Delegates gave Ms Reeves a warm reception for her first major conference speech, where she set out plans to scrap business rates and increase the digital service tax to 12% to help struggling high streets.
She pledged to overhaul the tax system – and vowed not to “balance the books on the backs of working people”.
“We will look at every single tax break and if it doesn’t deliver for the economy or the taxpayer, then we will scrap it,” she told delegates.

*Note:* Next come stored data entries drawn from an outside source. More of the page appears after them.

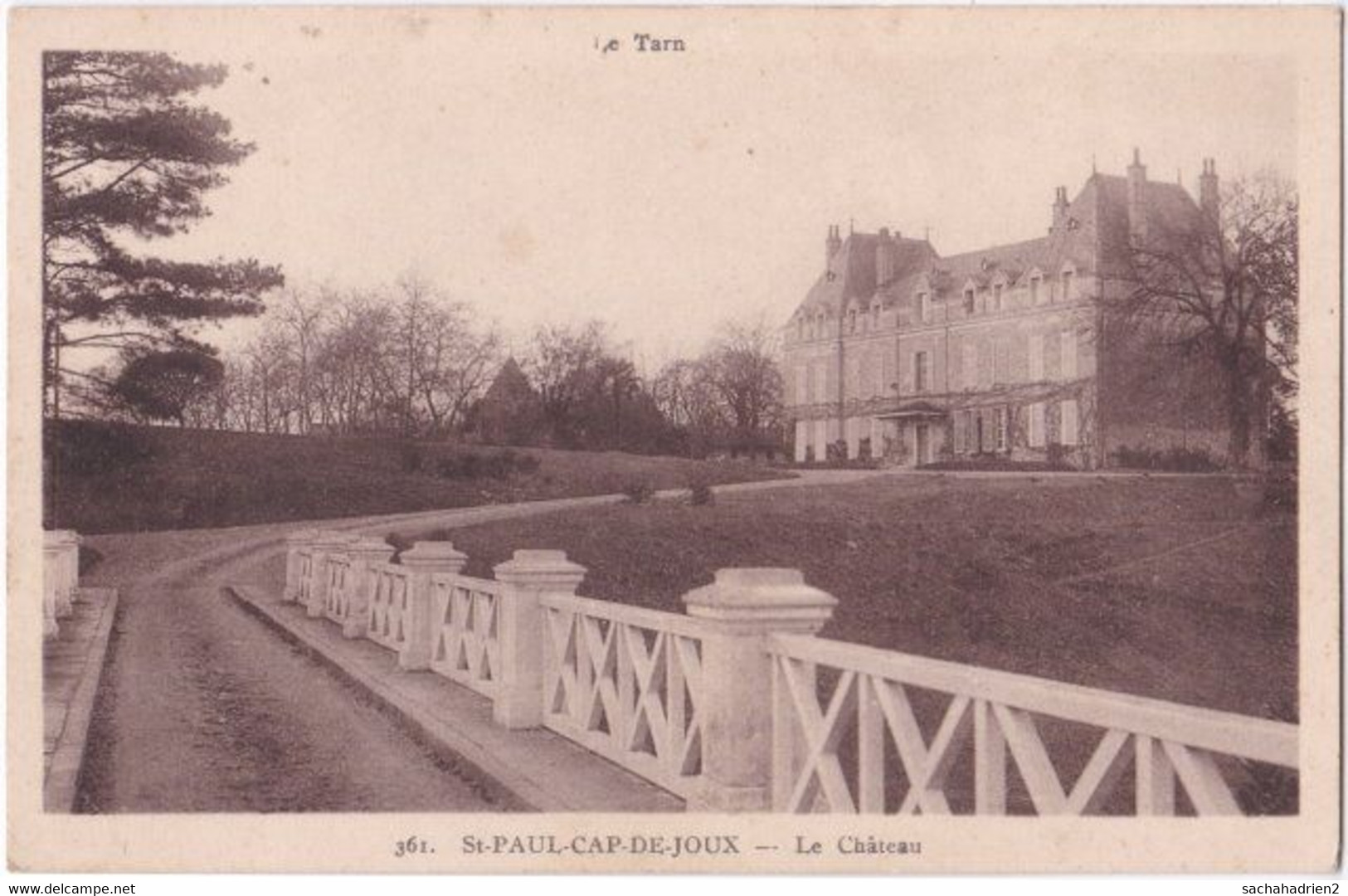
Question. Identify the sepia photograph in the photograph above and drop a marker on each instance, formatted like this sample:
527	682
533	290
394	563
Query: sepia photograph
513	440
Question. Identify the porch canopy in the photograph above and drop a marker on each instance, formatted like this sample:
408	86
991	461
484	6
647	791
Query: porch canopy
916	411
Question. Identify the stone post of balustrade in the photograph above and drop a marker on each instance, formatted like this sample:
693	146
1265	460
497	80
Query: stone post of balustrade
294	543
324	546
422	561
69	569
528	576
364	554
51	550
740	609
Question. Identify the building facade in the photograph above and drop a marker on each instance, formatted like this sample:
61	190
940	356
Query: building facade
908	356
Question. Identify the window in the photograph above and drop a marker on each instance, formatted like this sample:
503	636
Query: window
1068	422
1037	425
1069	354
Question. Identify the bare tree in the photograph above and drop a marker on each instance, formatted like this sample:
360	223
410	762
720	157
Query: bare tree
742	367
561	363
1225	291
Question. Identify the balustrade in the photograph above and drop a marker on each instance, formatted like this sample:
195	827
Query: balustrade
737	706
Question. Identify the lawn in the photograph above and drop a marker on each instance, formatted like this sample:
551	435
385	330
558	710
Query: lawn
144	479
1083	580
1180	589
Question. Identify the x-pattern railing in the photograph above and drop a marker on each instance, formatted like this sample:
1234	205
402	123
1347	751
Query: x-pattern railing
305	581
338	597
387	611
627	684
1170	748
465	620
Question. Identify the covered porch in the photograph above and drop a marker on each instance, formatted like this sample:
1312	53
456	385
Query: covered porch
912	434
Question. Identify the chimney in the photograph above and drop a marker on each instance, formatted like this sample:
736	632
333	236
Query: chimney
1136	204
1060	207
1208	193
886	258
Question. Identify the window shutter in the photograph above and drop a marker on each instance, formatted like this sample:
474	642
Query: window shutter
1035	358
1069	422
1069	354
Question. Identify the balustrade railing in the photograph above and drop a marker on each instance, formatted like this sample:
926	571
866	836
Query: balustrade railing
60	577
388	609
627	684
992	718
338	597
737	705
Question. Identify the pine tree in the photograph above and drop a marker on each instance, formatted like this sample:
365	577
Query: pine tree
127	153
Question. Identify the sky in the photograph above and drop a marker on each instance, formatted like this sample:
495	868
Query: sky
519	168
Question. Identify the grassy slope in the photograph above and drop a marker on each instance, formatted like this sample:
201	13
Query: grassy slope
1000	573
202	479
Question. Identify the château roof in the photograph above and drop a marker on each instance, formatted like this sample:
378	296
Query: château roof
1093	237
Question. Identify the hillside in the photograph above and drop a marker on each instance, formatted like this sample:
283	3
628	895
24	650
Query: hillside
120	479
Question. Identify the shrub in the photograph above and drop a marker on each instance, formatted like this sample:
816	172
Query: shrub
410	458
88	448
1175	460
701	494
498	465
638	492
1058	455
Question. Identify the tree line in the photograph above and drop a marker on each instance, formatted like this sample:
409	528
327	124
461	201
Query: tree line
409	362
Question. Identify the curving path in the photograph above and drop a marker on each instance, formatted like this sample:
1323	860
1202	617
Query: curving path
205	709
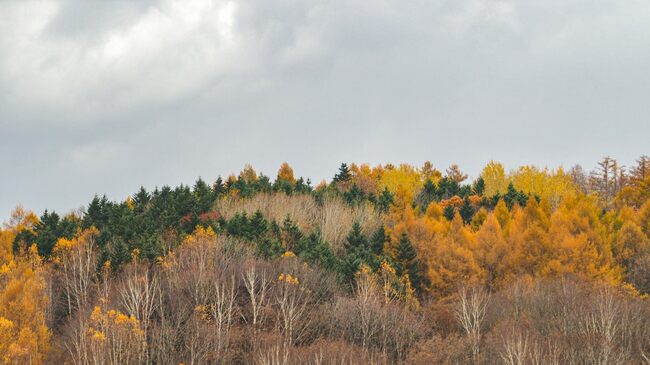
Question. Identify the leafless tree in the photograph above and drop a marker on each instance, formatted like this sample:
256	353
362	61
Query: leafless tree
470	311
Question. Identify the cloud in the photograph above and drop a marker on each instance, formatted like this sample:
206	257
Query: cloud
101	97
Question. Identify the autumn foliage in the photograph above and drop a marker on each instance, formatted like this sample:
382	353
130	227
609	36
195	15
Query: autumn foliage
385	264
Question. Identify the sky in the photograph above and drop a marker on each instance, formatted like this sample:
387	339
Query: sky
101	97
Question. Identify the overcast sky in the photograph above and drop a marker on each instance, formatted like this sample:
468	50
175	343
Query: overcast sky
105	96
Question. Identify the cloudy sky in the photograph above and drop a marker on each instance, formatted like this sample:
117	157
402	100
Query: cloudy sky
105	96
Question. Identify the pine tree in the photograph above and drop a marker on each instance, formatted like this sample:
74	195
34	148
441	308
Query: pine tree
449	212
479	186
343	175
258	225
378	240
407	263
356	242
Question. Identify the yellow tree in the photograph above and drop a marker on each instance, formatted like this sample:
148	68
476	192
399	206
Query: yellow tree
492	249
285	173
494	176
24	335
451	260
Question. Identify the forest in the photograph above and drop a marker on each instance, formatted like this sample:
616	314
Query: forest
386	264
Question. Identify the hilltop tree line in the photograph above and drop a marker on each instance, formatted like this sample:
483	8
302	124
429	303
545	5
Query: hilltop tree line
384	264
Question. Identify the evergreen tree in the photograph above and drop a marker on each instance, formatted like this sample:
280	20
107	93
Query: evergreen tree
218	188
449	212
426	195
203	196
479	186
356	242
378	240
343	175
291	234
407	262
258	224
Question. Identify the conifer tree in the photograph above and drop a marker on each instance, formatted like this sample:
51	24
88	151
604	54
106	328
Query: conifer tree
406	260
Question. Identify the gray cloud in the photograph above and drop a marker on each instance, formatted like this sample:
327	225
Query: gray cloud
101	97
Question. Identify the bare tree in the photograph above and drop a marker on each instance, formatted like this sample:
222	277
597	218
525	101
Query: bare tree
292	304
257	285
515	349
470	311
222	310
78	259
138	292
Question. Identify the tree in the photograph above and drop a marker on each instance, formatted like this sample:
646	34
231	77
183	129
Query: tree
454	173
407	263
466	211
285	173
479	186
78	261
605	180
24	335
470	311
495	178
642	169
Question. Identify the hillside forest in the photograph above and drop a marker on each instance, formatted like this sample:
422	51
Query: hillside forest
391	264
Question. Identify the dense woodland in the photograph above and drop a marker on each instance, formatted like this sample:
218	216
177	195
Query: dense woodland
381	265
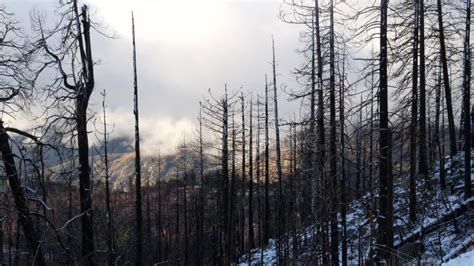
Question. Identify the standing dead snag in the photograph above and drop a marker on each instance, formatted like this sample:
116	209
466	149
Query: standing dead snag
332	143
77	43
138	188
384	240
33	239
466	104
447	88
110	242
281	202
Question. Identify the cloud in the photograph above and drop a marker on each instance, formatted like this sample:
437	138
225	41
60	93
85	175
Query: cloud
157	134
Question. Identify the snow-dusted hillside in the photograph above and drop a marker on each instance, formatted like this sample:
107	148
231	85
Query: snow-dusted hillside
444	231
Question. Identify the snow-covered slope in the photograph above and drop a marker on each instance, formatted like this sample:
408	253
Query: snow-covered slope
435	238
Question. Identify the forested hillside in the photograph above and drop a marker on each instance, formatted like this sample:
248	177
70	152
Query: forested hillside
372	165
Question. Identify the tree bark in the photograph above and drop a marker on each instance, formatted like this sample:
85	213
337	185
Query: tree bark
138	178
31	234
447	88
467	104
384	240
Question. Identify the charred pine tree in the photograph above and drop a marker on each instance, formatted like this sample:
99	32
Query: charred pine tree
332	142
422	162
76	49
447	88
201	191
281	203
266	218
384	240
243	179
216	119
414	117
251	243
343	168
32	236
466	104
110	233
138	178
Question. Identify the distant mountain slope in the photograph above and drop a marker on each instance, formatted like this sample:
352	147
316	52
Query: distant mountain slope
444	231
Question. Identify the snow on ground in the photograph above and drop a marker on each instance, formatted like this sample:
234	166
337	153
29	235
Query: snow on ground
433	203
466	259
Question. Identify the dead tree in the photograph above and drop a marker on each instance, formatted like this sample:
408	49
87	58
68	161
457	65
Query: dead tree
138	178
78	86
466	104
384	240
251	244
332	142
281	203
447	88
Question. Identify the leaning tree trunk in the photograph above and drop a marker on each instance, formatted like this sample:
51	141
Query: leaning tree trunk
447	88
32	236
466	105
414	118
138	178
332	143
281	202
422	163
384	240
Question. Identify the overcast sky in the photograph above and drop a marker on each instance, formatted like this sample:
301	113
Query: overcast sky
183	48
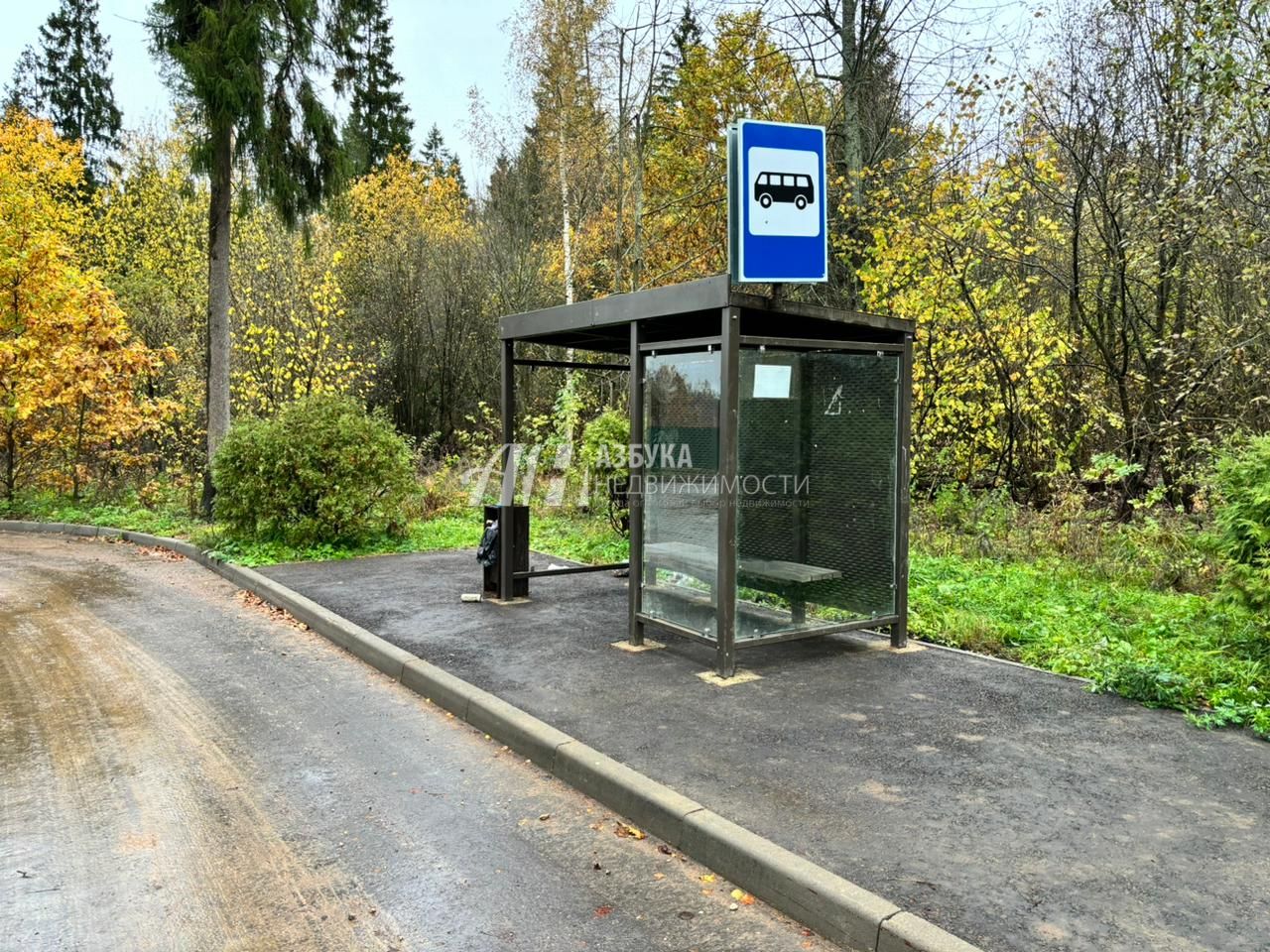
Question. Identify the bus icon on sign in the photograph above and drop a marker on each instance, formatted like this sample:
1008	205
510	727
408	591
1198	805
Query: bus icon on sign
776	186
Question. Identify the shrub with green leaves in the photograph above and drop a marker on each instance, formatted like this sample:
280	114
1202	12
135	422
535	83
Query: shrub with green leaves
321	471
1242	483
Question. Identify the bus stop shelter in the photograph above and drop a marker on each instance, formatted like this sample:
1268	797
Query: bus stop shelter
769	480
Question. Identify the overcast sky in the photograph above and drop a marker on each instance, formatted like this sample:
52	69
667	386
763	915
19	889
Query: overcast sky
443	50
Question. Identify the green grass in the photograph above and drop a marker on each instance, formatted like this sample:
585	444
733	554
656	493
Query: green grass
119	515
1165	649
1133	610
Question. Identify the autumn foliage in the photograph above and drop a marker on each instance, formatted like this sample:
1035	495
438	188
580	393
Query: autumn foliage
70	368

She restated Labour’s commitment to closing a loophole that gives charitable status for private schools – and diverting the money into state education.
Ms Reeves blasted the “out of touch” Tories for pressing ahead with the £20-a-week Universal Credit cut as cost of living pressures mount for families.
She said: “With inflation rocketing, people are feeling the squeeze at the supermarket checkout, at the petrol pump and when their energy bills arrive as little luxuries feel further out of reach.”
She attacked the Government for delivering an “outsourcing bonanza” during the pandemic, and accused ministers of handing over billions of pounds in crony contracts.
In a furious attack, she said millions had been handed to businesses that produced face masks that couldn’t be used or Covid test kits that had to be recalled.
She added: “I say today: To those who have secured Covid contracts and have not delivered. I give you notice. We expect that money back.
“We will set up a team to go through every line of every failed contract where value was not delivered, and claw back every penny of taxpayers’ money we possibly can.
“Because that money belongs in our police. It belongs in our schools and it belongs in our NHS.”